Hi @IrynaK, I agree with @bruno29a that it does sound rather open-ended. The joy of trying to discern useful information from free text!

Would it be an option maybe to remove any “word” sequence that also contains at least one digit and see what that leaves behind? Is that what you were originally aiming for?

As @bruno29a has mentioned, ideally you need a good amount of representative sample data to be able to make better suggestions or find any patterns.

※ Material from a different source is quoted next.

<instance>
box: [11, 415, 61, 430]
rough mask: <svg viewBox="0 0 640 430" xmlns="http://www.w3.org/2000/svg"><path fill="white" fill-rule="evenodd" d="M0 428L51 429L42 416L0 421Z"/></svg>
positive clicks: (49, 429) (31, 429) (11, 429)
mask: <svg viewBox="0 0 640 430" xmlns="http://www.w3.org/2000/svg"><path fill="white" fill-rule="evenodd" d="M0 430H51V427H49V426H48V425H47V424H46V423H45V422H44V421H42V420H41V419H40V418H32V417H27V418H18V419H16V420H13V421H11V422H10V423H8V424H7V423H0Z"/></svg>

As it stands it looks like every row needs a different hand crafted regex! :wink:

2 Likes

I have handled the expected formats I want to exclude. My regex says ‘A | B | C’, which finds those parts of text and Regex Extractor extracts them. But what I want is regex for ‘EXCLUDE A | B| C’. The help I am looking for is how to handle EXCLUDE in the Regex Extractor.

Hi @Irynak

I’m struggling with that in Regex Extractor too, and more generally to get a “everything except” with Regex either inside or outside of KNIME.

I was a little confused because I thought you were saying you ONLY wanted “PATTERSON” from your original sample data, but if you are happy that your original regex does what you need, then maybe using it much like @bruno29a did using String Manipulation instead to “rub out” using regex is a possibility:

regexReplace($column1$, "[a-zA-Z]\\d{4}|[0-9]{1,2}[a-zA-Z]{3}[0-9]{2}","" )

image

image

After that, maybe if you need to split on spaces or something this gives you what you need.

2 Likes

I think I get what @IrynaK is saying. “Extract” here means “remove” or “exclude”.

@IrynaK if you have been able to find what you want to extract/remove/exclude, then just replace it with empty string “”.

For example, let’s say after your regex you find the string you want to exclude, and it’s in the second column “string to extract”:
image

You just need to replace that string with “” like this:

And here’s the result in the third column:
image

Is this what you wanted?

4 Likes

Thank you all for helping! My full multi condition regex did not work in String manipulation node.
However, I have solved it differently.
I used Strings to Document node and then Regex Filter and it worked!
Thank you everyone again!

2 Likes

This topic was automatically closed 182 days after the last reply. New replies are no longer allowed.